Addressing data, I feel, is useful, and Parikka certainly makes a great argument for this, but his theoretical approach and method problematically erase the user of such devices. Is it not also worth viewing user data? As we saw in Erin A.’s presentation, we know that class effects ones ability to use and access basic technology. Race and gender likewise influence this. To me, this proposed approach works from an assumed “we,” othering individuals that cannot participate in this conversation. More than anything, I am curious as to why Parikka seeks to separate analysis of the user from analysis of the device, as if the device transcends its human creator or ecological consequences. Because of this, I’m not sure what to make of Hertz and Parikka’s statements on information technology “traversing political economy and natural ecology” or how technical media “taps into the temporalities of nature—thousands of years of non-linear and non-human history” (429).

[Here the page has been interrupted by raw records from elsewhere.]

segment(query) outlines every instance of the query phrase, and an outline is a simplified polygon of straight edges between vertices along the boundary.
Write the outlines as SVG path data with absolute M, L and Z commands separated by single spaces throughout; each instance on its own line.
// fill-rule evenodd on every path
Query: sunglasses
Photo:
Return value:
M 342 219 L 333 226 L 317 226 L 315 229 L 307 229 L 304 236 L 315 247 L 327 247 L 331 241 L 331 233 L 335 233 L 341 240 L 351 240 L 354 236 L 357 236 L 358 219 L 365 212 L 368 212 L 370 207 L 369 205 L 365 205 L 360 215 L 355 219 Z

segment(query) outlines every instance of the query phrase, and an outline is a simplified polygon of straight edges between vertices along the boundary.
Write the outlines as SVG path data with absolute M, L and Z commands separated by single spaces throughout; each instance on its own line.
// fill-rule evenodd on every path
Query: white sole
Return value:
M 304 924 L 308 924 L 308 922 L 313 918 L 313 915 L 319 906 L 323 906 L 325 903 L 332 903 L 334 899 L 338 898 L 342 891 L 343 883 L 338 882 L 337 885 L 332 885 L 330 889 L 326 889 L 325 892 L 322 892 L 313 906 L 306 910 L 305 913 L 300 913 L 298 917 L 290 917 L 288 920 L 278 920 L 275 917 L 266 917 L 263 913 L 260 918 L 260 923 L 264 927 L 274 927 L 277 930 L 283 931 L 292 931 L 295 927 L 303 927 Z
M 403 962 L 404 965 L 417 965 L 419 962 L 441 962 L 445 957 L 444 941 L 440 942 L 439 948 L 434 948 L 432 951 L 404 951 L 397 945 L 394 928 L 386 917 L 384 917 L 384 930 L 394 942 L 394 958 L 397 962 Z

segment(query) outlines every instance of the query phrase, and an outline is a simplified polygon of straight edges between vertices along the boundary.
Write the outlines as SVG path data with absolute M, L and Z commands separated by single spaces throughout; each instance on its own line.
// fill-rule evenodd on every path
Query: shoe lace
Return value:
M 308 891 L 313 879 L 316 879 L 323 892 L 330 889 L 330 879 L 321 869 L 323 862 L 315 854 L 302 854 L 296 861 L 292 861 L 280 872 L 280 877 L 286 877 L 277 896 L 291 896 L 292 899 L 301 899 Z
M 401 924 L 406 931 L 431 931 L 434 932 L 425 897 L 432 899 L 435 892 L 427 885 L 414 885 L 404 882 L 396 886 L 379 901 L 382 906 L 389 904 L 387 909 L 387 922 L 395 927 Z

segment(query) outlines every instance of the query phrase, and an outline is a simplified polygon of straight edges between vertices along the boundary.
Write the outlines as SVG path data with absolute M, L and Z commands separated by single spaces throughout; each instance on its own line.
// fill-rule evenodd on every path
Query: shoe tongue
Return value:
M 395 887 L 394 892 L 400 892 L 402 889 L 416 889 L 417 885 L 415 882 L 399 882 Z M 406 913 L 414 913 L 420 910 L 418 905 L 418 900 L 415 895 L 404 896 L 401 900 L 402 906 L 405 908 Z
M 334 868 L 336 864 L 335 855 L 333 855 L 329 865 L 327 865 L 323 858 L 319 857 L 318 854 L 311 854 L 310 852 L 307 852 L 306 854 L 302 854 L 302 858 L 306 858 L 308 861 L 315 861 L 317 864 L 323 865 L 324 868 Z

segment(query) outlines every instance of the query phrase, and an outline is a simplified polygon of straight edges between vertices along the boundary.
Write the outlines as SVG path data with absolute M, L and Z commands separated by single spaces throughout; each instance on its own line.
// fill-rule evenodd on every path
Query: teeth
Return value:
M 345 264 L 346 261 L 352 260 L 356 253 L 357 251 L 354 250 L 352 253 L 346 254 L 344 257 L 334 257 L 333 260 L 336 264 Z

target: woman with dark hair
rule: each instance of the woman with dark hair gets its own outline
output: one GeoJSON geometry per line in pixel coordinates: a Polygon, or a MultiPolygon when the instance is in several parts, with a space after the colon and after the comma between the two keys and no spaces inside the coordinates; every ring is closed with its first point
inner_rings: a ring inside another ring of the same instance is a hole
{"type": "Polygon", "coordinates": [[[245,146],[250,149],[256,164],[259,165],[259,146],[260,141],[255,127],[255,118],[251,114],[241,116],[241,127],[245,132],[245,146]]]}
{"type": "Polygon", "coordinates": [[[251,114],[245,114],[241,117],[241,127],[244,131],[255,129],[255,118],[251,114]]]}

My personal view is that this article makes many contradictory statements regarding media archaeology, and I’m not sure what to take away here. Just as science detrimentally seeks to exclude cultural theory, I feel that there is a danger to pretending that we may separate the device from the creator/user of the device for analysis or that we may eliminate responsibility from art methods.
While reading “Zombie Media,” performance and installation artist Mary Mattingly, who meticulously catalogues her consumption in an online archive and has created giant sculptures composed entirely of waste, came to mind. Art21 follows her process in this 10-minute video, under which a journalist posses the question: “Do objects come with responsibility?” Mattingly’s art, creative process, and way of life center around the concept of planned obsolescence and one’s role in it as consumer. Similarly to circuit benders, she repurposes technological waste, “…what gets bent is not only the false image of linear history but also the circuits and archive that form the contemporary media landscape” (427). Where she differs from Hertz and Parikka, however, is by highlighting waste politically in our culture. Waste and consumption are not only the art but the method of the art itself. One can hardly separate the consumer from the technological products in Mattingly’s work.
A few questions that arise from my reading of “Zombie Media” and viewing of Mattingly’s art processes:
- How do users shape the technology we currently produce? Who is the user?
- Can we predict who will or will not have access to technology in the future?
- Can we predict what type devices will be created down the line?
- Do these things already influence the history of technology?
- Is history actually contingent to the study of media archaeology?
Some of these questions work in tandem with Hertz and Parikka’s assertions, while others, I feel, interrogate the relationship between the user and the device, as well as deconstruct who specifically benefits from this separation. While I have some reservations about jumping aboard “Zombie Media,” I feel that many of the points are valid and crucial to understanding Media Archeology as a field and some of the rhetoric and methodology behind it. Whether or not I fully agree with the article, I find it useful for probing my own understanding of the field and for locating some of the existing holes in terms of cultural theory.
Hertz, Garnet and Jussi Parikka. “Zombie Media: Circuit Bending Media Archaeology into an Art Method.” Leonardo 45.5 (2012): 424-30. Print.
Miller, Weseley and Nick Ravich. “Mary Mattingly Owns Up.” New York Close Up. Art21.org. 2013. Film.
Parikaa, Jussi. “Media Theory and New Materialism.” What Is Media Archaeology? Cambridge: Polity Press, 2012. 63-89. Print.